Ich wäre auch niemals zu einem Verein gewechselt, der gerade oder in Zukunft Konkurrent der Longhorns sein würde – einfach aus Respekt zu meinem Team. Ich würde nie gegen mein altes Team spielen wollen. Für mich ist es keine Option, in ganz Deutschland rumzureisen und für jedes Team eine Saison zu spielen.

Bist du eher ein Teamplayer oder mehr Leader?

Ich glaube ein guter Leader ist auch ein guter Teamplayer. Ich glaube, ich könnte ein guter Leader sein/werden. Ich denke, ich bin ein guter Teamplayer, der manchmal auch die Führung übernehmen kann.

ICH WILL WISSEN, WAS MÖGLICH IST!!!!

Was macht deiner Meinung nach die spezielle Mentalität eines Spielers deiner Position aus? 

Anders als auf einigen anderen Position ist man im ständigen Match-Up mit demselben Gegenüber. Offense Tackle gegen Defense End. Deswegen muss man sich immer sicher sein, dass man der Stärkere von beiden ist und seinen Gegenspieler nicht nur körperlich, sondern auch mental dominiert.
Außerdem ist auch sehr wichtig, dass man diszipliniert ist, um zum Beispiel „Offsides“ zu vermeiden, die an der Linie bei Unkonzentriertheit schnell mal passieren können.

Was muss ein Spieler deiner Position charakterlich mitbringen?

Auf jeden Fall sollte ein Spieler auf meiner Position mentale Stärke mitbringen, was aber sicherlich auf jeder Position auf seine eigene Art und Weise wichtig ist. Außerdem darf man nicht eigennützig sein, sondern muss sich auch damit abfinden, in manchen Fällen die Vorarbeit für die Linebacker zu machen – ohne groß in den Statistiken aufzutauchen.

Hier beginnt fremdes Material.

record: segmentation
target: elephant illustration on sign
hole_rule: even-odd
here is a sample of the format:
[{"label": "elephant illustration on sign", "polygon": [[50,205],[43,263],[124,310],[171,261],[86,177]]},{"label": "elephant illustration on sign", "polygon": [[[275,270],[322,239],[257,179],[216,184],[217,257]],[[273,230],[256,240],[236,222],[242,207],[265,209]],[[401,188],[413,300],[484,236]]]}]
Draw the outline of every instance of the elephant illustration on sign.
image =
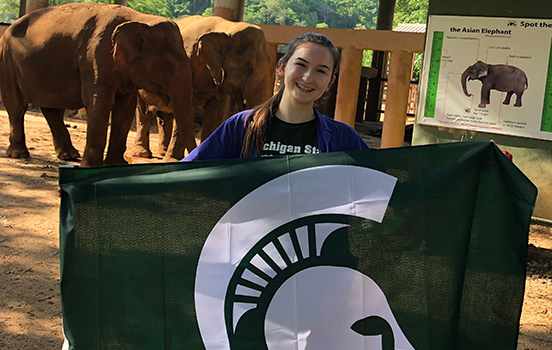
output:
[{"label": "elephant illustration on sign", "polygon": [[[271,65],[264,32],[256,25],[231,22],[216,16],[189,16],[176,20],[176,23],[192,66],[192,110],[195,112],[201,107],[204,111],[203,141],[228,117],[230,99],[235,101],[236,110],[241,111],[259,105],[271,96],[270,80],[275,62],[274,66]],[[151,94],[146,92],[139,96],[146,100],[146,105],[149,104],[143,110],[150,113],[137,111],[134,146],[134,155],[143,157],[151,157],[151,151],[145,147],[149,144],[146,141],[149,127],[155,120],[155,113],[151,111],[155,108],[162,112],[170,111],[170,108],[158,104],[161,102],[159,99],[147,95]],[[152,103],[155,108],[152,108]],[[171,124],[165,120],[166,137],[171,136]],[[175,130],[172,135],[165,160],[184,156],[184,140],[176,137]],[[160,138],[160,143],[163,142],[167,143]]]},{"label": "elephant illustration on sign", "polygon": [[[39,107],[58,158],[80,157],[63,122],[65,109],[85,107],[81,166],[126,163],[126,138],[137,90],[171,106],[185,140],[193,138],[192,75],[182,36],[171,20],[96,3],[53,6],[12,24],[0,39],[0,93],[10,121],[8,157],[28,157],[23,119]],[[186,144],[191,147],[191,143]],[[195,142],[193,144],[195,147]]]},{"label": "elephant illustration on sign", "polygon": [[509,105],[512,95],[516,94],[514,107],[521,107],[521,96],[529,87],[527,75],[521,69],[506,64],[487,64],[477,61],[462,73],[462,89],[466,96],[473,96],[468,92],[466,82],[476,79],[482,83],[479,108],[485,108],[491,103],[491,89],[506,92],[503,102],[505,105]]}]

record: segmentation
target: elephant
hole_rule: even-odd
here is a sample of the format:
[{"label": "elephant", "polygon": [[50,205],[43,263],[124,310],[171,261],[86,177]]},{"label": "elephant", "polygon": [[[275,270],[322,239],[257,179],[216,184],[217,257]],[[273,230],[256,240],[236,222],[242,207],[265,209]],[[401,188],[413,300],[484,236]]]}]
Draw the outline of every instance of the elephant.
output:
[{"label": "elephant", "polygon": [[[159,109],[156,106],[160,106]],[[163,106],[161,99],[154,95],[148,94],[145,90],[138,90],[138,101],[136,106],[136,138],[134,140],[134,148],[136,151],[133,155],[136,157],[151,158],[153,155],[150,150],[150,129],[151,123],[157,122],[159,133],[158,153],[161,156],[167,154],[169,142],[171,140],[173,130],[172,110]],[[195,139],[195,138],[194,138]],[[168,157],[166,160],[174,160],[175,157]]]},{"label": "elephant", "polygon": [[63,114],[85,107],[87,135],[80,165],[125,164],[138,89],[155,93],[171,107],[188,140],[193,137],[191,84],[190,60],[174,21],[97,3],[31,12],[0,39],[0,94],[10,121],[6,154],[29,157],[23,119],[31,103],[48,122],[58,158],[79,158]]},{"label": "elephant", "polygon": [[516,94],[514,107],[521,107],[521,96],[529,87],[527,75],[521,69],[506,64],[487,64],[477,61],[462,73],[462,89],[468,97],[473,96],[468,92],[466,81],[479,80],[481,86],[481,103],[479,108],[485,108],[490,101],[491,89],[506,91],[503,104],[509,105],[513,94]]},{"label": "elephant", "polygon": [[[192,109],[197,111],[201,107],[204,112],[203,141],[228,117],[230,99],[235,101],[236,110],[241,111],[259,105],[271,96],[276,63],[271,62],[264,32],[256,25],[231,22],[216,16],[189,16],[176,20],[176,23],[192,66]],[[141,93],[139,99],[153,102],[163,112],[170,110],[156,104],[159,99],[148,97],[148,94],[151,95]],[[150,105],[149,110],[151,108]],[[137,112],[134,155],[151,157],[151,151],[144,146],[148,144],[145,139],[153,115]],[[165,123],[166,135],[171,135],[170,125],[170,122]],[[180,159],[184,156],[183,140],[177,137],[175,130],[172,135],[165,159]]]}]

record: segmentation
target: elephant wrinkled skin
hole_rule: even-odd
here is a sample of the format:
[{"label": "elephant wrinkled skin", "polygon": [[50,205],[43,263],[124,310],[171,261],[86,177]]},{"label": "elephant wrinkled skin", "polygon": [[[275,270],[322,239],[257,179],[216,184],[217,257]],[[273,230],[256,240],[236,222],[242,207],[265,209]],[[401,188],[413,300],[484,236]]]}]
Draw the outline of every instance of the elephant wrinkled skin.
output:
[{"label": "elephant wrinkled skin", "polygon": [[191,67],[173,21],[95,3],[53,6],[21,17],[0,39],[0,93],[11,124],[8,157],[29,156],[23,118],[32,103],[50,126],[58,158],[67,160],[79,152],[63,112],[86,108],[81,166],[103,164],[111,113],[105,164],[125,163],[138,88],[171,106],[180,130],[193,137]]},{"label": "elephant wrinkled skin", "polygon": [[[201,131],[203,141],[228,118],[230,98],[236,102],[236,109],[241,111],[257,106],[271,96],[269,79],[274,67],[266,50],[264,32],[258,26],[231,22],[216,16],[184,17],[176,20],[176,23],[192,66],[192,109],[197,111],[201,107],[204,110]],[[152,111],[152,104],[162,112],[170,111],[159,105],[159,100],[154,96],[147,95],[141,93],[139,98],[145,99],[145,104],[150,105],[148,111]],[[137,110],[136,116],[134,154],[148,157],[151,151],[146,148],[149,146],[146,138],[151,122],[155,120],[155,113],[144,115]],[[166,117],[165,114],[165,126],[170,126]],[[164,129],[170,132],[166,127]],[[176,137],[176,131],[172,133],[165,159],[180,159],[184,156],[185,146],[182,138]],[[160,142],[163,142],[161,138]]]},{"label": "elephant wrinkled skin", "polygon": [[468,92],[466,82],[476,79],[483,84],[481,86],[481,103],[478,106],[479,108],[485,108],[491,103],[491,89],[507,93],[503,102],[505,105],[509,105],[512,95],[516,94],[514,107],[521,107],[521,96],[529,87],[527,75],[521,69],[506,64],[486,64],[485,62],[477,61],[462,73],[462,89],[466,96],[473,96]]}]

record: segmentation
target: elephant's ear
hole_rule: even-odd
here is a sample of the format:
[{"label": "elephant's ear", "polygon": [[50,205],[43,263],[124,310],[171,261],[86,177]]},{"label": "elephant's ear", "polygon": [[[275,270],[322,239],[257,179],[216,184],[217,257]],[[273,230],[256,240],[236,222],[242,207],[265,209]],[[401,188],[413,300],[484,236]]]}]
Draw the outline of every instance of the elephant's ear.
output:
[{"label": "elephant's ear", "polygon": [[474,66],[477,66],[477,77],[483,78],[486,77],[487,74],[489,74],[489,68],[487,68],[487,64],[482,61],[477,61]]},{"label": "elephant's ear", "polygon": [[205,63],[215,85],[224,80],[224,57],[228,51],[230,37],[224,33],[207,33],[197,41],[197,56]]},{"label": "elephant's ear", "polygon": [[477,77],[478,78],[483,78],[483,77],[486,77],[487,74],[489,74],[489,68],[487,68],[487,66],[485,66],[484,68],[479,70],[479,72],[477,73]]},{"label": "elephant's ear", "polygon": [[149,26],[138,22],[119,24],[113,31],[111,42],[113,45],[113,61],[119,71],[126,71],[140,59],[144,31]]}]

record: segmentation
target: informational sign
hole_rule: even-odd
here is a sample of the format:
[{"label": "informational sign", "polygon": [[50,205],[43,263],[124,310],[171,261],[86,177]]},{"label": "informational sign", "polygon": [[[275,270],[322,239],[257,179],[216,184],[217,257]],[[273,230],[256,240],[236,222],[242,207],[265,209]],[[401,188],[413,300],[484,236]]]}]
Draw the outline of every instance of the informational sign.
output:
[{"label": "informational sign", "polygon": [[418,123],[552,140],[552,20],[430,16]]}]

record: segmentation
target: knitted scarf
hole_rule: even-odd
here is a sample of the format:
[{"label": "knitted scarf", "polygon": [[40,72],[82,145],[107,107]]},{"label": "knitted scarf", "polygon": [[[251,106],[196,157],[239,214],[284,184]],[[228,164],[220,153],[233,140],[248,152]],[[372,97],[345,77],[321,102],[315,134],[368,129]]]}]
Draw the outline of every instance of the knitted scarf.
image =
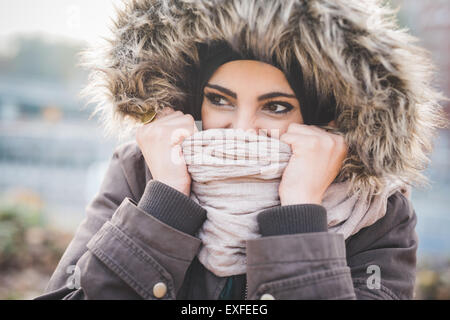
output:
[{"label": "knitted scarf", "polygon": [[[192,179],[191,199],[207,211],[197,234],[202,240],[199,261],[220,277],[243,274],[246,241],[260,237],[256,216],[280,205],[278,186],[291,148],[240,129],[209,129],[186,138],[182,149]],[[348,195],[349,187],[348,182],[332,183],[322,200],[329,231],[345,239],[382,218],[387,199],[397,190],[409,197],[408,186],[397,180],[387,181],[383,192],[372,197],[363,191]]]}]

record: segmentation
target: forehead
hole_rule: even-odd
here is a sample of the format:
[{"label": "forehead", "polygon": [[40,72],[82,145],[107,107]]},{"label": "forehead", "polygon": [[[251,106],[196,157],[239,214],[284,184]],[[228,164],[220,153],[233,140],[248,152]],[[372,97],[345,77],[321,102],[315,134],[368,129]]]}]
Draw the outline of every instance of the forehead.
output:
[{"label": "forehead", "polygon": [[234,88],[236,91],[252,88],[290,90],[283,71],[257,60],[233,60],[222,64],[211,76],[210,83]]}]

Gab es in deiner Karriere Momente, in denen du dir sportpsychologische Hilfe gewünscht hättest?

Ehrlich gesagt, hab ich es nie in Erwägung gezogen, weil es für mich bisher nie ein Thema war. Bisher ging es in meiner “Karriere” immer nur bergauf. Keine langwierigen Verletzungen, keine Unzufriedenheit aufgrund von zu wenig Spielzeit oder Ähnlichem. Bisher wusste ich immer, woran es noch fehlt, wenn es mal nicht für einen Starting Platz gereicht hat. Das hat nichts mit mangelnder Motivation zu tun, sondern eher mit realistischer Selbsteinschätzung. Ich kann mir aber gut vorstellen, dass man an solche Punkte geraten kann, sobald man eines Tages in seiner Leistung stagniert oder mal eine schwere Verletzung wegstecken muss.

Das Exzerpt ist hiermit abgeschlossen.